The controversial Army briefing, titled "Extremism and Extremist Organizations," was given to an reserve unit in Pennsylvania.
A slide titled "Religious Extremism" listed organizations and movements such as the Muslim Brotherhood, al-Qaida, Hamas, the Nation of Islam, the Ku Klux Klan and Christian Identity as examples.

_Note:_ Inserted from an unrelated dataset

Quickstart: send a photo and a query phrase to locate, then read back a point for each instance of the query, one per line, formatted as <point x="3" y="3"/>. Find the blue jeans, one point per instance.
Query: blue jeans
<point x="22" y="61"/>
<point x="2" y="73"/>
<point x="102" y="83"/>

Along with Christian evangelicals.
Other military missteps that have been identified include:
- A Fort Leavenworth War Games scenario identified Christian and evangelical groups as potential threats;
- A 2009 Department of Homeland Security memo identified evangelicals and pro-life groups as potential threats to national security;
- The U.S. Military Academy's Combating Terrorism Center released a study linking pro-lifers to terrorism;
- Evangelical leader Franklin Graham was uninvited from the Pentagon's National Day of Prayer service;
- At the National Cemetery in Houston, Christian prayers were prohibited at the funeral services for military veterans;
- Distribution of Bibles was banned for a time at Walter Reed Army Medical Center
- Christian crosses and a steeple were removed from a chapel in Afghanistan because the military said the icons disrespected other religions;
- Catholic chaplains were prohibited from reading a letter to parishioners from their archbishop regarding the Obama HHS mandate.